Again you conveniently leave out the "on a laptop" qualifier.
10 minutes a day is about all I could tolerate of BSD on a laptop too.
That said, I am glad to see them focusing their efforts on something useful, like laptop compatibility. Regardless, this is a really dumb post. 10 minutes a day is not "daily driving."
> Loren Gurkowski is the daughter of Deb Goodkin. > Her brother Drew Gurkowski started working for the FreeBSD Foundation as an intern in 2015 and continued as a consultant starting in 2018, until December 2024.
If you founded a company I have no problem hiring yours kids. If you are elected or running a non profit relying on donations, you really have to be shameless to do that.
- [0] https://www.reddit.com/r/freebsd/comments/1rq0ucy/comment/o9...
This still makes it like the 3rd operating system overall when it comes to hardware support.
(I have some old laptops, and as someone posted the other day the interesting thing about someone having LLM'ed a 802.11 driver, I'd might give it a go.)
(I'm interested in leaving linux and going to FreeBSD)
I mean I quite like the todo list that comes with my phone and computer and syncs flawlessly between the two of them. Ships with none of that shit.
One should be able to run a GUI on a "server," if they choose to do so. It's not arduous; here in 2026, servers are allowed to have GPUs. It's really OK. (My mom says we're even allowed to run LLMs on the FreeBSD server-box in her basement.)
One should be able to run a stodgy, reliable database on a "desktop," if they choose to do so. That may be best with a good filesystem, redundant storage, and some ECC RAM. But it's good for desktop systems to have these things. (And ZFS is a built-in, first-class filesystem on FreeBSD.)
I mean... It's not like we're talking about the difference between an IBM Multiprise 2000 and an SGI Octane here. Those days are over. We're mostly just using PCs for all roles these days.

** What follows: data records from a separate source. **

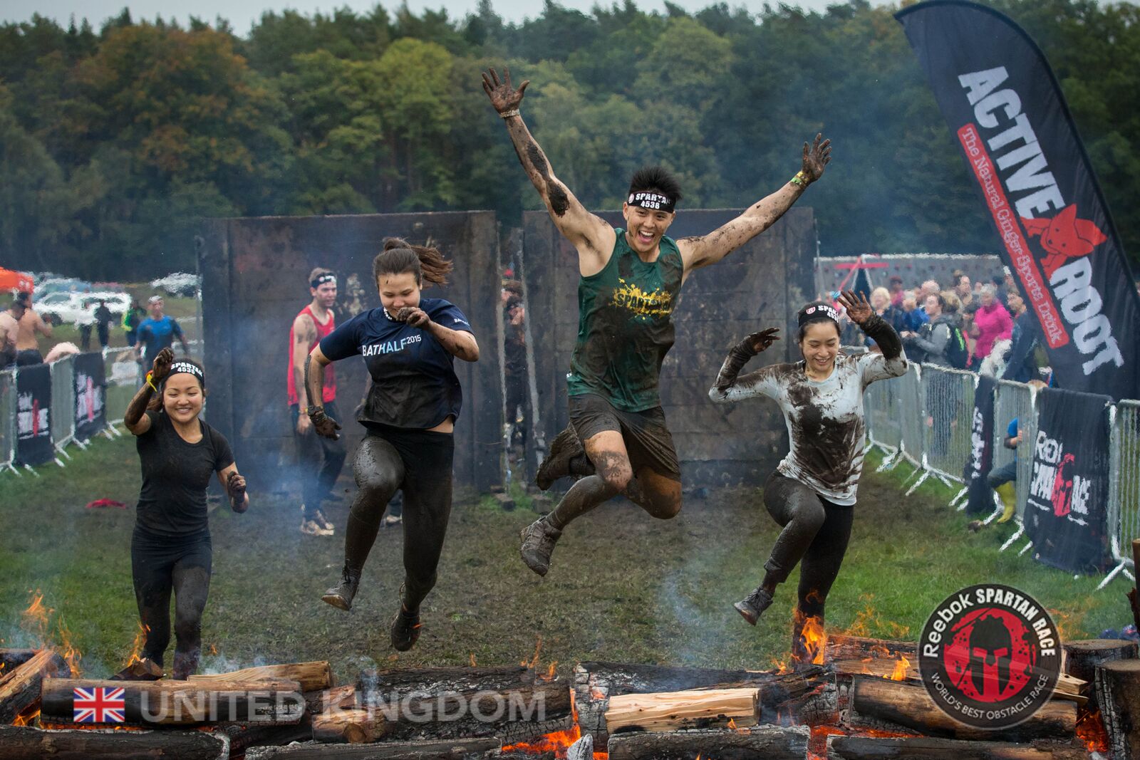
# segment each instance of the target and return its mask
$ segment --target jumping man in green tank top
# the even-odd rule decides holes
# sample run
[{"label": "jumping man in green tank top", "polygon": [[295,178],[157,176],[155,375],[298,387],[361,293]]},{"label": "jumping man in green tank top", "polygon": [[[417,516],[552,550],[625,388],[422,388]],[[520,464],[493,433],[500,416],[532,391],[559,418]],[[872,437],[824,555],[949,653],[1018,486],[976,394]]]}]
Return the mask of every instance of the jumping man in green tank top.
[{"label": "jumping man in green tank top", "polygon": [[[583,475],[555,509],[522,531],[522,558],[539,575],[549,569],[565,525],[624,495],[654,517],[681,512],[681,467],[658,394],[673,346],[673,309],[689,273],[724,259],[771,227],[820,179],[831,141],[804,144],[800,171],[772,195],[712,232],[674,240],[665,232],[681,199],[677,181],[659,166],[638,170],[614,229],[589,213],[554,175],[519,114],[523,91],[505,68],[483,74],[483,90],[559,231],[578,251],[578,342],[567,375],[570,426],[559,433],[538,471],[543,490]],[[821,141],[822,140],[822,141]]]}]

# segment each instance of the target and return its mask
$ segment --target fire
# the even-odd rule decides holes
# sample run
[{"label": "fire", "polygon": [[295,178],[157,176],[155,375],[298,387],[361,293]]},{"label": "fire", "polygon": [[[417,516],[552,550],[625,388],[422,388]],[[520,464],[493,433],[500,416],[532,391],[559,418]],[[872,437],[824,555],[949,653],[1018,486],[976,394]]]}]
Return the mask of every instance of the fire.
[{"label": "fire", "polygon": [[828,632],[823,621],[817,615],[811,615],[804,621],[799,631],[799,640],[804,648],[804,660],[816,665],[823,664],[823,655],[828,647]]},{"label": "fire", "polygon": [[898,660],[895,661],[895,671],[889,676],[883,676],[883,678],[889,678],[893,681],[904,681],[906,680],[906,669],[911,667],[911,661],[903,655],[898,655]]},{"label": "fire", "polygon": [[135,632],[135,643],[131,644],[131,656],[127,659],[127,667],[133,665],[136,662],[140,662],[142,660],[139,655],[142,652],[142,645],[146,644],[146,635],[149,631],[150,627],[144,626],[142,621],[139,621],[139,629]]},{"label": "fire", "polygon": [[1100,719],[1100,711],[1081,711],[1076,721],[1076,735],[1084,742],[1089,752],[1108,752],[1108,734],[1105,732],[1105,722]]}]

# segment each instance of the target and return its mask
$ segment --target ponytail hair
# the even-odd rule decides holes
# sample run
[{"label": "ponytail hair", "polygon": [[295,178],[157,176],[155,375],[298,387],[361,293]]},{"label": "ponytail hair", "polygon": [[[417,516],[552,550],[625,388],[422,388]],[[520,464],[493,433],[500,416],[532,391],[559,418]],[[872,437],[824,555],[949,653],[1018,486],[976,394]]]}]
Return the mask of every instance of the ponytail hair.
[{"label": "ponytail hair", "polygon": [[412,245],[398,237],[385,239],[384,250],[372,262],[373,279],[412,272],[416,276],[416,285],[447,285],[450,271],[451,262],[443,258],[439,248]]}]

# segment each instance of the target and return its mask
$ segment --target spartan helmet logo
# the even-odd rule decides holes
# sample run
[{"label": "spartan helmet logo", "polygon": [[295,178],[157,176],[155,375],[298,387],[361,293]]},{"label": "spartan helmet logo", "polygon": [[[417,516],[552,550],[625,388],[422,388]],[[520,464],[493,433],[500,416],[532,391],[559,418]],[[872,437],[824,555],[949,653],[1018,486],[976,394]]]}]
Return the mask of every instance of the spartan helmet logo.
[{"label": "spartan helmet logo", "polygon": [[970,660],[967,672],[974,689],[985,701],[996,700],[1009,684],[1013,639],[1000,618],[986,616],[970,631]]}]

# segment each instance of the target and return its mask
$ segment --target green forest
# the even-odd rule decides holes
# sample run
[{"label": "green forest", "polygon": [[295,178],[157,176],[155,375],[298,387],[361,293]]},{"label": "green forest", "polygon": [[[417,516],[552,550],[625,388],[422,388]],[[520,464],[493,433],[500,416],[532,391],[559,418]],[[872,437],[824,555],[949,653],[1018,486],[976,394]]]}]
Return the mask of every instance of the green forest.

These PCs run the same code in the same ways, whether packaged and sold as "server" or "desktop" units. The CPU parts are frequently even cut from the same literal cloth: A "desktop" Ryzen CCD and a "server" Epyc CCD are born on the same wafer before being packaged up differently.
The line betwixt server hardware and desktop hardware is presently murkier and less-defined than it ever has been before. Why should the operating system be different?
For the most part, no one has really picked up the gauntlet since aside from Apple on the desktop as a vertical computer company.
Of course, pieces of the tech still live on notably from Next computers, Acorn (ARM) and SGI.
I wish someone would use Linux as part of being a new vertical computer company OS and hardware on the desktop. Why? Baffling.
If FreeBSD was a desktop OS this might be reasonable, but it’s simply not. This is akin to complaining that the executive director of the Linux Foundation (I assume) does not run Kubernetes on their toaster oven.
lol. That’s not the definition of a daily driver. Thats something I really don’t want to do, like pushups.
Anyone who wrote this has no business with FreeBSD or open source.